Mass Spectrometric Methodology for the Determination of Glyoxaldeoxyguanosine and O6-Hydroxyethyldeoxyguanosine DNA Adducts Produced by Nitrosamine Bident Carcinogens

Abstract

N-Nitrosodiethanolamine (NDELA) is a bident carcinogen that undergoes both P-450 mediated alpha-hydroxylation and beta-oxidation, leading ultimately to the formation of two prominent DNA adducts, glyoxaldeoxyguanosine (gdG) and O6-2-hydroxyethyldeoxyguanosine (OHEdG), in rat liver. HPLC coupled with electrospray ionization (ESI) and tandem mass spectrometry was used for both detection and quantification of gdG and OHEdG. The method, which is fast, sensitive, and unambiguous, is a significant improvement over the previous 32P-postlabeling methodology.
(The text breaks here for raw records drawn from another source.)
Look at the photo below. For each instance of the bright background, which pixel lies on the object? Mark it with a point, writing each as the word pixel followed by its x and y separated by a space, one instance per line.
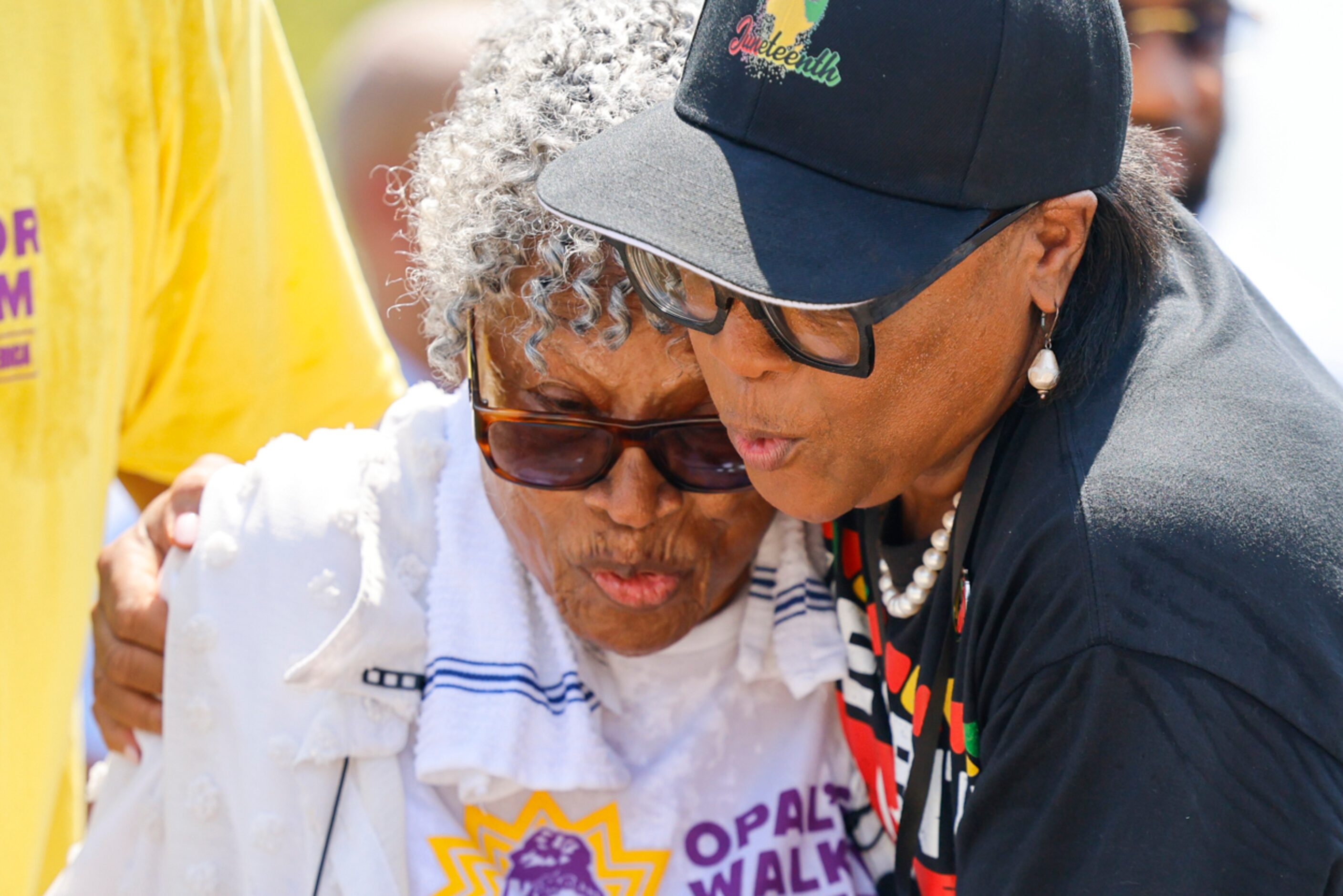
pixel 1276 200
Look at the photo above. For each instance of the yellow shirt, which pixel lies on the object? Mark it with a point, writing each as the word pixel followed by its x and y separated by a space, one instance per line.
pixel 174 280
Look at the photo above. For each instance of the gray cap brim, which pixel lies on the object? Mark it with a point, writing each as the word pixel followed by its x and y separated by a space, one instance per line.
pixel 751 219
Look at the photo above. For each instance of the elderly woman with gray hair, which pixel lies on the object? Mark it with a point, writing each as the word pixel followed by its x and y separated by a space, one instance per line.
pixel 532 637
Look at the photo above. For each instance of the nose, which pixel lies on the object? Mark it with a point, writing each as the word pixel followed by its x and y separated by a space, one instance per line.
pixel 744 347
pixel 635 493
pixel 1165 85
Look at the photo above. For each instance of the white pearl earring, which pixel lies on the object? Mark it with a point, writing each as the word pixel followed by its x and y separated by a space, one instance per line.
pixel 1044 371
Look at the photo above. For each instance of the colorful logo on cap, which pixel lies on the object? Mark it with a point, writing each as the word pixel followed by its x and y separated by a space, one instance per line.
pixel 777 41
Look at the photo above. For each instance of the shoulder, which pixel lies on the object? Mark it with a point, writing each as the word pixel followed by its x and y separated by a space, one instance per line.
pixel 1189 507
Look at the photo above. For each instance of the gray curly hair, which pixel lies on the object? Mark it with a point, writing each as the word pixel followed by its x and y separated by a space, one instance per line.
pixel 550 76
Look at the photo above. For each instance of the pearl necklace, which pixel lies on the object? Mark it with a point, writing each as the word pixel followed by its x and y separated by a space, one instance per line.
pixel 908 602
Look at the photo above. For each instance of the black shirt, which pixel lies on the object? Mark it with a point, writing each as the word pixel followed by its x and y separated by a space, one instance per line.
pixel 1147 687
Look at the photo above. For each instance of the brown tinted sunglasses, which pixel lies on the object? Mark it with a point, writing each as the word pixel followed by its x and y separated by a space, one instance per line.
pixel 566 452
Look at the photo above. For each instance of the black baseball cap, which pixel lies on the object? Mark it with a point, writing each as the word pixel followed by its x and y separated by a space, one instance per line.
pixel 836 151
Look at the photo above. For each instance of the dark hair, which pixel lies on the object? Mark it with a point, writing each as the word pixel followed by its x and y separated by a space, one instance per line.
pixel 1135 223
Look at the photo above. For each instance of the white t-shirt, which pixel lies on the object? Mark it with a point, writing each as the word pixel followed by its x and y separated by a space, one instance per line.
pixel 737 790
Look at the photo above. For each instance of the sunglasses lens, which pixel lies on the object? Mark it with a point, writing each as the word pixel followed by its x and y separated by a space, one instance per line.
pixel 548 455
pixel 681 296
pixel 828 336
pixel 700 458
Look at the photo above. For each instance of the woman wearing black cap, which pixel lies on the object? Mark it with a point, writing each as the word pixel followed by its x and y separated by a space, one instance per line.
pixel 1085 487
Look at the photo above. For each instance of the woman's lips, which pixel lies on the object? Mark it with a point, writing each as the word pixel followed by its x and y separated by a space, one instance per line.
pixel 640 590
pixel 759 450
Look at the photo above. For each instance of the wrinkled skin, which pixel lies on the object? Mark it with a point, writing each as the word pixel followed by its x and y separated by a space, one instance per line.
pixel 633 521
pixel 947 366
pixel 1178 83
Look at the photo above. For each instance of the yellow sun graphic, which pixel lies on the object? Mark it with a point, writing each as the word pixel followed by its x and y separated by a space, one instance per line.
pixel 480 863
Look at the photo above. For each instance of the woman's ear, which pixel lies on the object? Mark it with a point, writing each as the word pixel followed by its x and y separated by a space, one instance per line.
pixel 1056 238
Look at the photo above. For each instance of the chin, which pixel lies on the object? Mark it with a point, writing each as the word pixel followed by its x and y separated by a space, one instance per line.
pixel 597 620
pixel 801 493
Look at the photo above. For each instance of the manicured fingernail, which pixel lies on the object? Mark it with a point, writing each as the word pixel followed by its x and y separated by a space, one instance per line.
pixel 185 530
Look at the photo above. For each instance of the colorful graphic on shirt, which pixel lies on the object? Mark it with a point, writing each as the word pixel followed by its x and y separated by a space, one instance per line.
pixel 543 854
pixel 18 245
pixel 777 41
pixel 885 702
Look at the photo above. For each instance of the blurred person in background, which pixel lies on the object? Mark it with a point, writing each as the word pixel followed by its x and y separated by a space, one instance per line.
pixel 174 280
pixel 1267 171
pixel 396 69
pixel 1178 83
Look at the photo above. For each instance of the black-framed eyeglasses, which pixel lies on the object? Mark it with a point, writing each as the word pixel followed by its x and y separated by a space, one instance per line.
pixel 570 452
pixel 1198 26
pixel 837 340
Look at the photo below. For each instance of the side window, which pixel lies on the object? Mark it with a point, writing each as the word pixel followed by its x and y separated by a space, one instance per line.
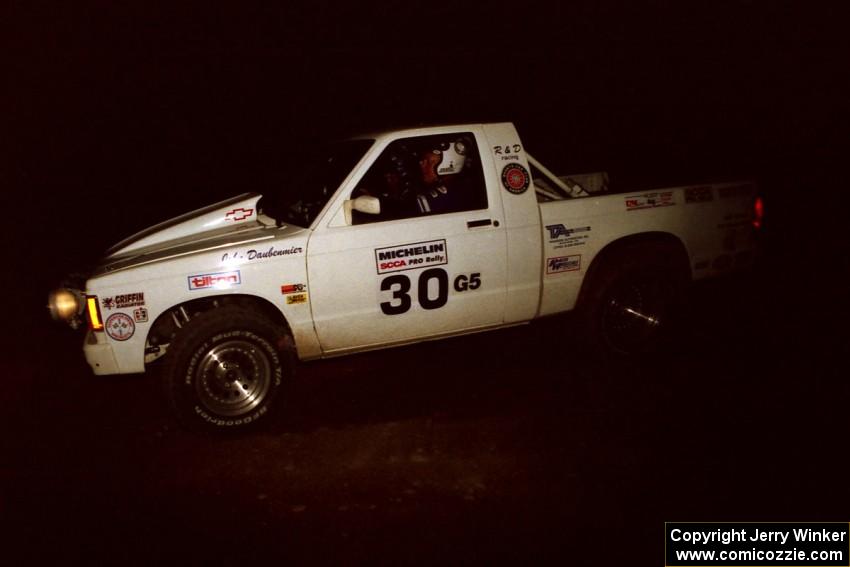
pixel 425 175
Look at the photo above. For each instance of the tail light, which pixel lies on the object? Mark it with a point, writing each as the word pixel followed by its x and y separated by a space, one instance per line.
pixel 758 212
pixel 93 309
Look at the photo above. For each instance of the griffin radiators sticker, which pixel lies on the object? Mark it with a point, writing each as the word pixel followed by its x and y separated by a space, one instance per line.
pixel 410 256
pixel 515 178
pixel 120 326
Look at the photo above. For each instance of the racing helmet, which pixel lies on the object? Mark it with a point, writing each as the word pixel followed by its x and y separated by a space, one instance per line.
pixel 453 157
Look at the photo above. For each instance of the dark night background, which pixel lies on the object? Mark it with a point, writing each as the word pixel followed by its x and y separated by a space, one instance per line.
pixel 117 118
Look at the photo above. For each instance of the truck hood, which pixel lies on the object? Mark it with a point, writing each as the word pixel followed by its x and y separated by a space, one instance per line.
pixel 225 216
pixel 228 223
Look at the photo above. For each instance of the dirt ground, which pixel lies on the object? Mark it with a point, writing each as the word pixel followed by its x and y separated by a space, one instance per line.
pixel 505 446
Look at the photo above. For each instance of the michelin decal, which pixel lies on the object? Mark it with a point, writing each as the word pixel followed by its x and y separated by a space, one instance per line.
pixel 411 256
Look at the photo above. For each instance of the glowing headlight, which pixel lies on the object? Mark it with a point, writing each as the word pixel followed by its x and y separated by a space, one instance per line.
pixel 64 304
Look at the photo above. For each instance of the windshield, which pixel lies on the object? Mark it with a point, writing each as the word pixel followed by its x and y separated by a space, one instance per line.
pixel 308 189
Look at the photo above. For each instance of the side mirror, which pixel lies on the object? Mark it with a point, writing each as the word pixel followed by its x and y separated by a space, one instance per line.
pixel 363 204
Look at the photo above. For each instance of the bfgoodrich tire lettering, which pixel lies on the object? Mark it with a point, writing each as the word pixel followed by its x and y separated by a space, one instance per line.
pixel 226 368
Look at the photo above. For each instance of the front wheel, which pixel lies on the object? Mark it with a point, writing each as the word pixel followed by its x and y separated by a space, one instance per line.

A rapid procedure for the enzymatic hydrolysis of the DNA under acidic conditions preserved the integrity of the pH sensitive gdG adducts. Glyoxal and 3-nitroso-2-oxazolidinone generated gdG and OHEdG adducts, respectively, in calf thymus DNA (ct-DNA) in a concentration (range of 10(4)) dependent manner permitting optimization. Isotopomeric internal standards were prepared from the modified guanine derivatives by enzymatic trans-glycosylation. Quantitative HPLC-ESI-MS/MS analysis employing selective reaction monitoring (SRM) for the loss of the deoxyribose fragment was utilized. Both adducts could be detected in the liver DNA of rats that were administered NDELA in a dose range of 0.4-0.8 mmol/kg. At the highest dose, gdG adducts (4.4-11 adducts/10(6) nuc.) were more abundant than OHEdG adducts (0.35-0.87 adducts/10(6) nuc.). Conversely, OHEdG adducts were produced in higher yields in ct-DNA than were gdG adducts at the same reagent concentrations.